Head of Security Analytics Eduardo Bárbaro 

The opportunity for creative thinking that he had enjoyed in his academic career also attracted Eduardo Bárbaro to his role at ING. The inventiveness of him and his fellow researchers led to the introduction of VoBERT. His talk about this innovative sequence anomaly detection method at the Black Hat Europe conference in London last year.

Having studied and worked in the academic world for ten years, Eduardo felt it was time for a change. He’d done his PhD in Atmospheric Physics at Wageningen University and Research in the Netherlands, which he says provided him with “ingenuity, curiosity and grit. But I didn’t know anything about how businesses work.” Time to break out of the bubble and do something different.

Forerunner role in cyber security

Following various other roles, including at a start-up and in consultancy, Eduardo is now Head of Security Analytics at ING, where his taste for innovation – combined with his knowledge of data, mathematics, modelling and research methods – found fertile ground. “Additionally, ING’s forerunner role in applying analytics in cyber security was – and still is – very appealing to me,” states Eduardo.

Phenomenal team

“Artificial intelligence, applied statistics, and advanced data analytics are all used to detect and prevent cyber security attacks. I find it immensely interesting to work with all these advanced tools to contribute to keeping the bank safe for customers and society. My phenomenal team and our colleagues in different tech hubs in Europe make my work even more enjoyable.”

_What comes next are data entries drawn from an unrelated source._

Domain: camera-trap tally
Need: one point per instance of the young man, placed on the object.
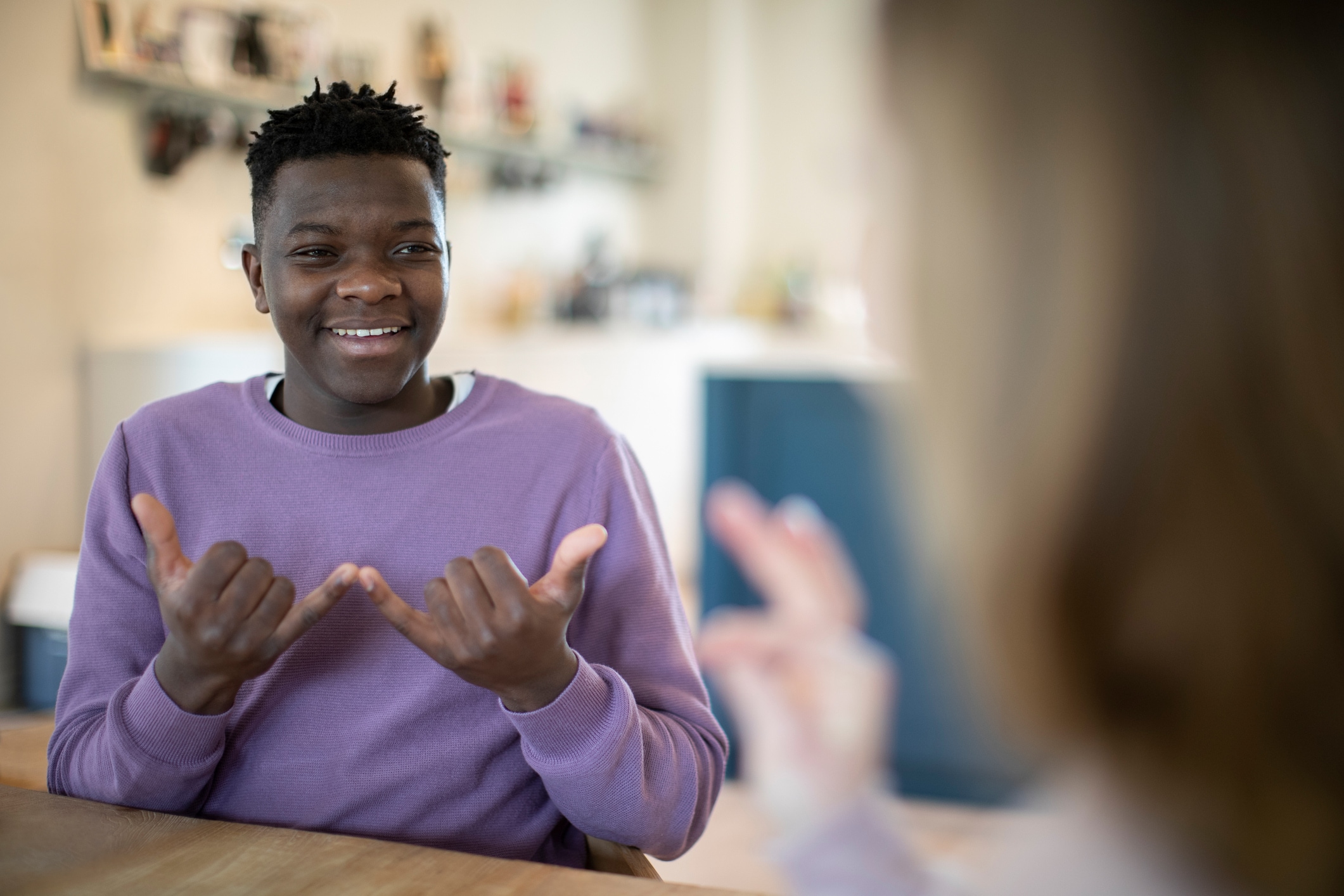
(488, 715)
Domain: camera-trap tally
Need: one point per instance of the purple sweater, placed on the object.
(354, 730)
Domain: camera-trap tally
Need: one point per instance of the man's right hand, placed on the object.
(229, 617)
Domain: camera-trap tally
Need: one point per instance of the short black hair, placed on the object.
(339, 122)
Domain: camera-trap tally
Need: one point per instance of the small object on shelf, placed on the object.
(433, 65)
(243, 60)
(515, 98)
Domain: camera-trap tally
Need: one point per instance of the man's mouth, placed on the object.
(366, 333)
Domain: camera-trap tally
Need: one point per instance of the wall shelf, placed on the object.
(635, 164)
(252, 94)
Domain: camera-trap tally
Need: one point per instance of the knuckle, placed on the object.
(229, 551)
(487, 554)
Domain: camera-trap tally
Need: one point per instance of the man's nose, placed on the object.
(369, 281)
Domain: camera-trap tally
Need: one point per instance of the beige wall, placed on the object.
(93, 250)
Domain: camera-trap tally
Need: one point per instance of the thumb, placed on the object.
(563, 584)
(165, 562)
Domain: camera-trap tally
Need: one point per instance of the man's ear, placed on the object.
(252, 266)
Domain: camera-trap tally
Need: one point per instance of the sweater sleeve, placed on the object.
(118, 736)
(629, 752)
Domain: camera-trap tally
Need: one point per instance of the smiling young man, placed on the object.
(511, 668)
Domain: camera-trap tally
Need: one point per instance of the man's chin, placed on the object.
(370, 390)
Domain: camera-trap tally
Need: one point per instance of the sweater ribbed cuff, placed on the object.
(167, 733)
(573, 726)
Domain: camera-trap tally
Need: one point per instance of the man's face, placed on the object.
(354, 245)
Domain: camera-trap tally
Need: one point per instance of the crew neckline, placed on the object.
(288, 430)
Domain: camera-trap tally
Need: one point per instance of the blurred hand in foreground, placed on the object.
(807, 689)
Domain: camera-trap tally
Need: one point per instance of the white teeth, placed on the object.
(376, 331)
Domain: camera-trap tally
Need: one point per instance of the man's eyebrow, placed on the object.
(312, 227)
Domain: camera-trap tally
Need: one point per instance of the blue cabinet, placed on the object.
(821, 438)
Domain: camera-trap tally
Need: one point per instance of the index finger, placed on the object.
(416, 625)
(305, 613)
(793, 563)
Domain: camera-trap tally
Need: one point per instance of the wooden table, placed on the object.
(61, 845)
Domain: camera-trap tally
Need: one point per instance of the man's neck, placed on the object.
(308, 405)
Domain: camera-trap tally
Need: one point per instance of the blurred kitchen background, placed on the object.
(658, 207)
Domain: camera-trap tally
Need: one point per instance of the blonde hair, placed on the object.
(1129, 307)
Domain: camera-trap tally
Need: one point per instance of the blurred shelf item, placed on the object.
(201, 55)
(634, 163)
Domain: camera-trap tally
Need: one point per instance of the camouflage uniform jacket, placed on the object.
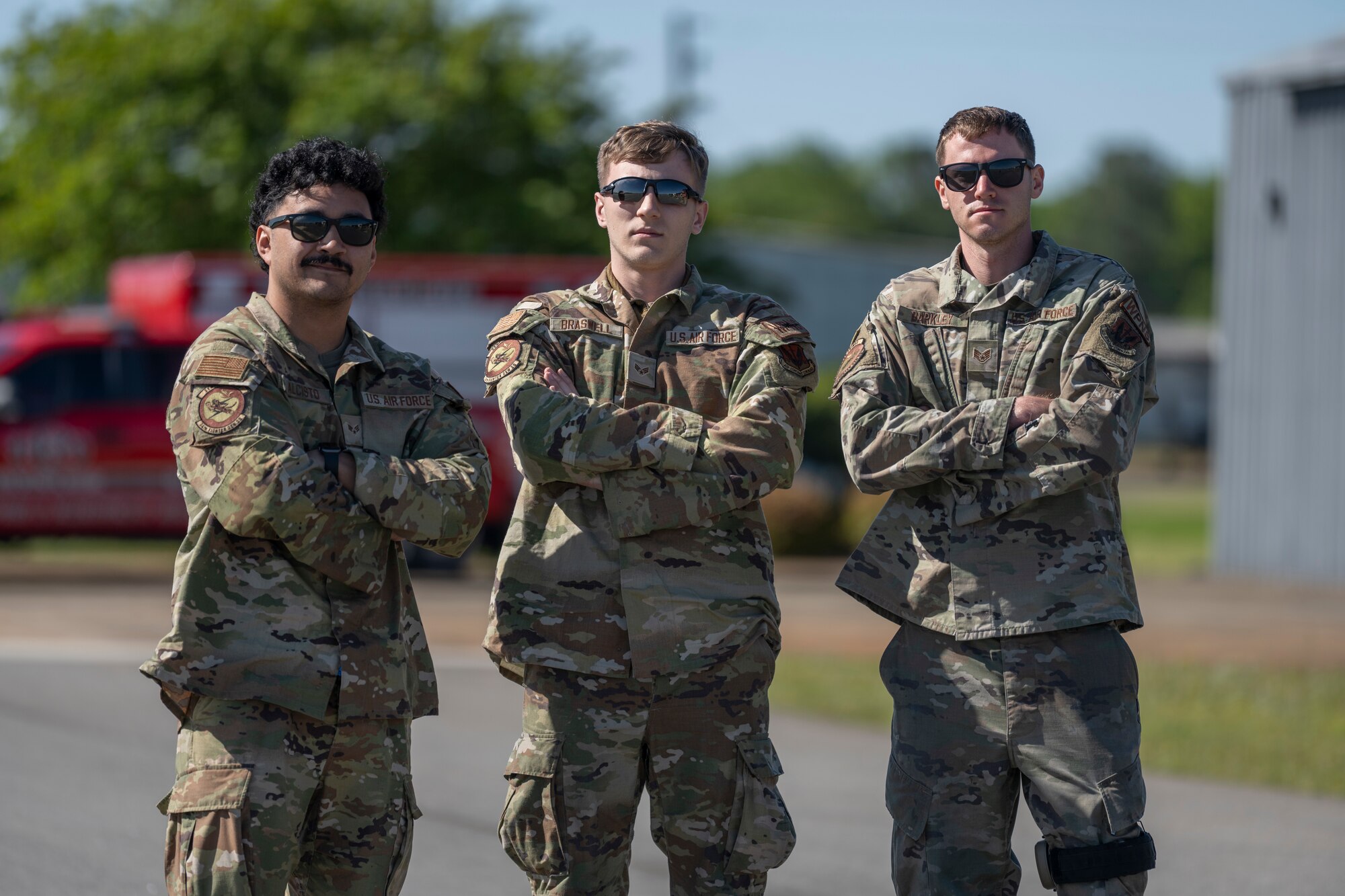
(685, 423)
(989, 532)
(287, 580)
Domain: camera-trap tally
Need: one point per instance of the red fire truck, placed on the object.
(83, 395)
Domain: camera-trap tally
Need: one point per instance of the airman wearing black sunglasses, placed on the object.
(634, 600)
(997, 396)
(307, 451)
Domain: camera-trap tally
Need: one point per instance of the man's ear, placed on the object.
(263, 240)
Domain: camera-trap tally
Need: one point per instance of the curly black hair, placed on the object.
(318, 161)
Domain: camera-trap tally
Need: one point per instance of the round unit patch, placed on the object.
(502, 358)
(220, 409)
(851, 360)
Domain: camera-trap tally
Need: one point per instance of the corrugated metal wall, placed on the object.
(1280, 436)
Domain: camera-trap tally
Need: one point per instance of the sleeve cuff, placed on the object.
(989, 431)
(683, 432)
(373, 478)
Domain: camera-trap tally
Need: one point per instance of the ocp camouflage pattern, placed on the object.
(286, 580)
(267, 798)
(638, 545)
(991, 532)
(714, 774)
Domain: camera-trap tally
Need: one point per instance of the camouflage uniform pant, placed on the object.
(699, 743)
(1058, 712)
(268, 798)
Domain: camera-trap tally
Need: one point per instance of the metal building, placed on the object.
(1280, 421)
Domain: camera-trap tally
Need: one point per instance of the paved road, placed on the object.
(88, 751)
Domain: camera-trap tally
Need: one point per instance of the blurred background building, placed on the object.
(1278, 478)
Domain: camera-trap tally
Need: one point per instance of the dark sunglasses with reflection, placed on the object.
(961, 177)
(668, 192)
(310, 227)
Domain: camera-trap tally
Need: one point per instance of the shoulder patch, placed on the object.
(502, 360)
(224, 366)
(1139, 319)
(516, 322)
(797, 360)
(863, 356)
(506, 323)
(1118, 341)
(786, 329)
(220, 409)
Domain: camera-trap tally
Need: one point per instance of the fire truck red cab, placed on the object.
(83, 395)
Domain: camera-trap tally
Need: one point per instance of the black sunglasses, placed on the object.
(310, 227)
(964, 175)
(668, 192)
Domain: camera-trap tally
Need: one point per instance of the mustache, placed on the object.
(323, 259)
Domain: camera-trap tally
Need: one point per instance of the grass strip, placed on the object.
(1276, 727)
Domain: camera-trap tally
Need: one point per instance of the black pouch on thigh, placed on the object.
(208, 818)
(766, 831)
(533, 818)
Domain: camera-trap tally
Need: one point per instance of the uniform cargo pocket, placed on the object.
(909, 801)
(403, 848)
(208, 811)
(766, 831)
(532, 822)
(1124, 798)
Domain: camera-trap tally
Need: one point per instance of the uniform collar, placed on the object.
(358, 350)
(607, 284)
(1028, 284)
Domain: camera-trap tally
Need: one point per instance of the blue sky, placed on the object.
(857, 75)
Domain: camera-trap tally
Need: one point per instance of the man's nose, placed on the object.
(649, 206)
(332, 241)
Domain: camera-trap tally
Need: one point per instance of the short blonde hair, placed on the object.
(653, 142)
(978, 122)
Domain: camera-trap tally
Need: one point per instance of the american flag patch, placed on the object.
(223, 366)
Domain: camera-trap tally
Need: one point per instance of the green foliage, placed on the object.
(1133, 208)
(1233, 723)
(1167, 528)
(1160, 225)
(143, 127)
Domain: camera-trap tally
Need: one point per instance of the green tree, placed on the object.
(1159, 224)
(814, 189)
(142, 127)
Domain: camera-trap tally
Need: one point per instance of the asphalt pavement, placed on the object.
(88, 751)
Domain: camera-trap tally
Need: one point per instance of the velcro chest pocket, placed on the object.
(220, 396)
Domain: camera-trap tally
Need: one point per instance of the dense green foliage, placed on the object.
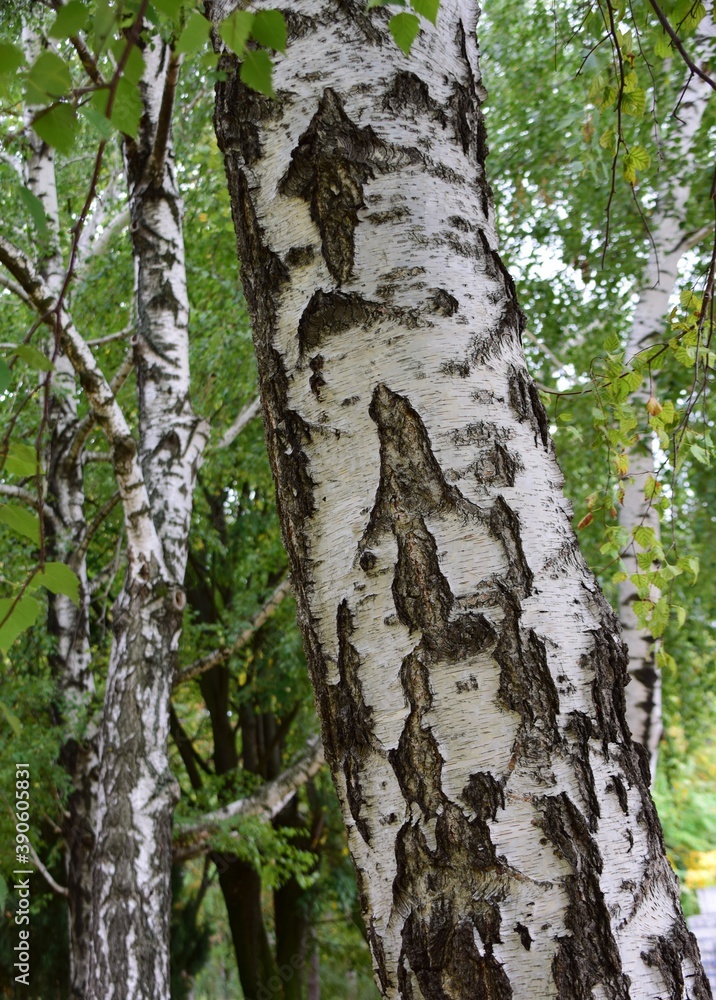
(572, 146)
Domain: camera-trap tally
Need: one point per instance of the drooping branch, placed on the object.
(246, 415)
(141, 532)
(192, 839)
(224, 653)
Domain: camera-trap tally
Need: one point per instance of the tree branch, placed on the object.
(245, 416)
(155, 167)
(142, 538)
(678, 45)
(221, 655)
(55, 886)
(91, 530)
(193, 839)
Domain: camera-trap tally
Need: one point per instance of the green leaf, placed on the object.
(195, 33)
(11, 58)
(634, 102)
(57, 126)
(608, 139)
(427, 8)
(22, 521)
(256, 70)
(16, 727)
(134, 66)
(269, 29)
(49, 76)
(662, 47)
(404, 28)
(235, 31)
(59, 579)
(35, 359)
(21, 459)
(36, 209)
(70, 19)
(21, 616)
(127, 108)
(99, 122)
(170, 8)
(644, 536)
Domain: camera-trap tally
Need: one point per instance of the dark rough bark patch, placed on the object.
(526, 684)
(329, 168)
(668, 954)
(317, 380)
(444, 303)
(331, 313)
(591, 955)
(407, 92)
(239, 114)
(526, 405)
(580, 728)
(348, 714)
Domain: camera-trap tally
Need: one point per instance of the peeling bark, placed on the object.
(468, 673)
(133, 853)
(670, 239)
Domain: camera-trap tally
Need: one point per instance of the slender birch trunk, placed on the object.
(468, 673)
(68, 622)
(132, 864)
(670, 239)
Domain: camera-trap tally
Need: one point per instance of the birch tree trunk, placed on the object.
(132, 864)
(68, 622)
(670, 239)
(468, 673)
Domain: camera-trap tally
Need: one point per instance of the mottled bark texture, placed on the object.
(468, 673)
(670, 238)
(137, 792)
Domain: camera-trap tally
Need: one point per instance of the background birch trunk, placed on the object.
(468, 673)
(132, 863)
(68, 622)
(670, 240)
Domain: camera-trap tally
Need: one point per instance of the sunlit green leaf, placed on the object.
(59, 579)
(34, 358)
(404, 28)
(195, 33)
(256, 71)
(269, 29)
(57, 126)
(71, 19)
(427, 8)
(24, 522)
(17, 617)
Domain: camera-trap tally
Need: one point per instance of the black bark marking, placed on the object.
(444, 303)
(669, 953)
(409, 94)
(525, 936)
(317, 380)
(333, 313)
(329, 168)
(580, 728)
(526, 404)
(591, 955)
(348, 725)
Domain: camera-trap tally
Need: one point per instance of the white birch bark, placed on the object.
(132, 865)
(68, 622)
(670, 238)
(468, 673)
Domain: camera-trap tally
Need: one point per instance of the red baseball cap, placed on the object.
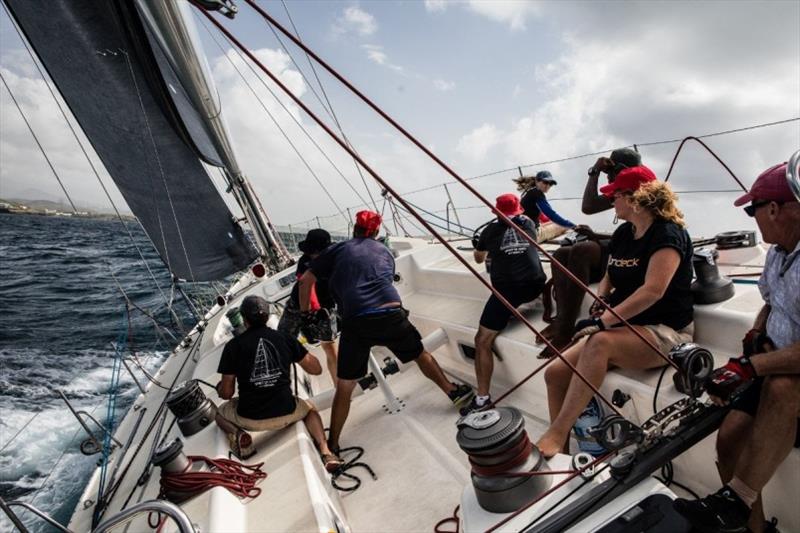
(771, 185)
(628, 179)
(369, 220)
(508, 204)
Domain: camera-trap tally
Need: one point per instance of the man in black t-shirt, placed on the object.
(516, 274)
(324, 327)
(259, 360)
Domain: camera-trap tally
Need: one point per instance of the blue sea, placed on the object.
(63, 317)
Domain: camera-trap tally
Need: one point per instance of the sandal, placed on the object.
(241, 444)
(332, 462)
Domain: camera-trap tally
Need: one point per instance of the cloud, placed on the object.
(476, 144)
(354, 19)
(444, 85)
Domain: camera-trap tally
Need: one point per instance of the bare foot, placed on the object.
(550, 444)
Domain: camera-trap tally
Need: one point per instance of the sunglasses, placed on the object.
(753, 207)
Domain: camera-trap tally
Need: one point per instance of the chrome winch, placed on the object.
(503, 459)
(191, 407)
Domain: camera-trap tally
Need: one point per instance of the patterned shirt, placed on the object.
(780, 287)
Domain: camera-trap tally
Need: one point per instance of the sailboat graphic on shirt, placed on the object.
(266, 368)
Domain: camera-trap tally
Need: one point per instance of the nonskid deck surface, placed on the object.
(421, 470)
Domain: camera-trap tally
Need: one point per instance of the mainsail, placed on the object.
(137, 117)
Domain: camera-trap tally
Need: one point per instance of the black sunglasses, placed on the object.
(751, 209)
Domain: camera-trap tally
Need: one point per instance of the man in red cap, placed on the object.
(516, 273)
(360, 274)
(763, 385)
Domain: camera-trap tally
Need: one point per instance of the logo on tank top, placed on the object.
(266, 368)
(513, 243)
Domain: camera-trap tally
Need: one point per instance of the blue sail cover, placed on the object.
(142, 126)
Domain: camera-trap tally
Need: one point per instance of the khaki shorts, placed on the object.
(666, 337)
(548, 231)
(228, 411)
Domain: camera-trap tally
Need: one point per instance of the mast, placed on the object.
(179, 41)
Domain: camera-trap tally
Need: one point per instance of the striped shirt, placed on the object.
(780, 287)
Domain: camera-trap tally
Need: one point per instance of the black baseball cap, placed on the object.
(254, 309)
(316, 240)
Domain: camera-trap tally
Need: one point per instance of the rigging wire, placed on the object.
(275, 121)
(86, 154)
(331, 113)
(39, 144)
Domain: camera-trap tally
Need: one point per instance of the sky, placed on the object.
(487, 86)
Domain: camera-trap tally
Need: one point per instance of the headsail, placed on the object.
(142, 127)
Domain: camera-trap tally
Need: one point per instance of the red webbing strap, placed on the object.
(430, 154)
(422, 221)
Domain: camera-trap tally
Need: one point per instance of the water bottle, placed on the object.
(589, 418)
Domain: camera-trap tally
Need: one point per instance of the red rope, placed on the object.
(238, 478)
(433, 232)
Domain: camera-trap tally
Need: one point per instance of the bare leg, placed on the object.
(431, 369)
(330, 358)
(771, 439)
(340, 409)
(608, 348)
(484, 358)
(313, 423)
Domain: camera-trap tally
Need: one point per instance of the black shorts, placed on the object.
(359, 334)
(495, 315)
(748, 400)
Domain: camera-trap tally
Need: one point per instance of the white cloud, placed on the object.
(444, 85)
(476, 144)
(354, 19)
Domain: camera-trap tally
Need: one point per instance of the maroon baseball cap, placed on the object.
(508, 204)
(771, 185)
(628, 179)
(369, 220)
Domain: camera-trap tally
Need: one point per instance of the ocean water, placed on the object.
(62, 314)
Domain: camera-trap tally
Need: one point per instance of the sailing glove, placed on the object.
(728, 381)
(754, 342)
(588, 326)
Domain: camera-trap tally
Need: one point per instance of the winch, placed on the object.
(503, 459)
(191, 407)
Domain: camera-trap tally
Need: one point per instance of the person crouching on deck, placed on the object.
(647, 282)
(360, 274)
(516, 274)
(763, 424)
(291, 323)
(534, 202)
(259, 360)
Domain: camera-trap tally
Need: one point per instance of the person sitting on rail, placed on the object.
(360, 274)
(259, 361)
(291, 323)
(762, 426)
(534, 201)
(516, 274)
(585, 259)
(647, 283)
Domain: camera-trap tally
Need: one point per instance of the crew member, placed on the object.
(549, 224)
(316, 241)
(647, 282)
(360, 274)
(516, 274)
(762, 426)
(259, 360)
(586, 259)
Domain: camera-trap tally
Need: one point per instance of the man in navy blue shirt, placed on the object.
(360, 274)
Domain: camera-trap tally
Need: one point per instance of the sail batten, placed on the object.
(141, 125)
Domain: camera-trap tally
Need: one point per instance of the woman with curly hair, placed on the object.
(647, 282)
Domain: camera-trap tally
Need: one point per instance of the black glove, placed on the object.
(308, 327)
(754, 342)
(731, 379)
(588, 326)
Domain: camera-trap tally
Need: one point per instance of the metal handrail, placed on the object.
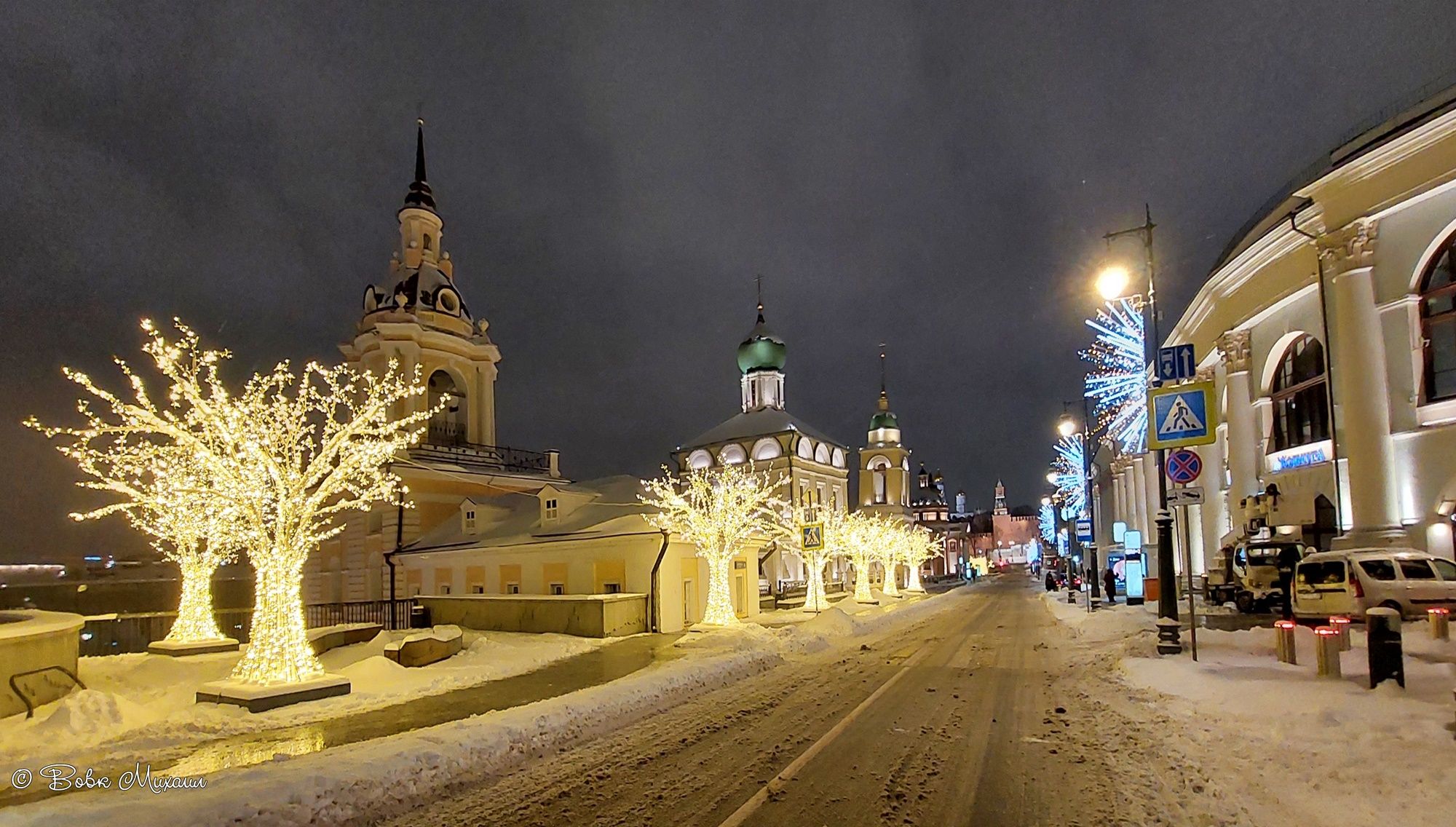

Improved anomaly detection method

A great team was also set up around the research case Eduardo spoke about at the Black Hat Europe conference. He collaborated with an MSc student and two researchers from TU Delft to develop VoBERT, an improvement on BERT (Bidirectional Encoder Representations from Transformers) models. VoBERT is an anomaly detection method like BERT, with the additional ability to better recognise “not-identical” but “similar” logs. Therefore, it can accurately classify unstable logs that traditional BERT-like models would deem out-of-vocabulary.

Find the ‘weird’ among the normal

Eduardo clarifies: “A very good way to do security detection is to look at anomalies. You want to find the ‘weird’ among the normal stuff. We found a smart way to do so and broke the typical rigid approach to detection that assumes ‘every anomaly is bad’. Whereas BERTs would indicate, ‘We expect X here, but we see Y; it deviates, so therefore, it’s bad’, VoBERT knows that, albeit different, X and Y mean the same thing. VoBERT understands that ‘different doesn’t necessarily mean malicious.’ That refreshing approach is quite unique in our field.”

Industry meets academia

Eduardo really enjoyed sharing the team’s findings at Black Hat Europe. “In cyber security, one of the most important things is to share best practices. We are all in this together and share the same goal: keeping society safe and secure. So, I hope the attendees will benefit from the knowledge and insights we got from our case and that they will see how valuable it is when industry and academia work closely together. Research brings thorough methods, and industry provides real-world data. It’s the meeting of two great worlds.”

Learn more about Black Hat Europe
Learn more about his talk.

About Eduardo

Brazilian-born Dutch Eduardo studied Atmospheric Physics in his homeland and then moved to the Netherlands to pursue his PhD at Wageningen University and Research. He joined ING in June 2021. Eduardo loves music and has a broad taste, albeit firmly anchored in the 1950s, 60s and 70s. He also plays the piano and guitar. He lives with his Scottish fiancée and their labradoodle.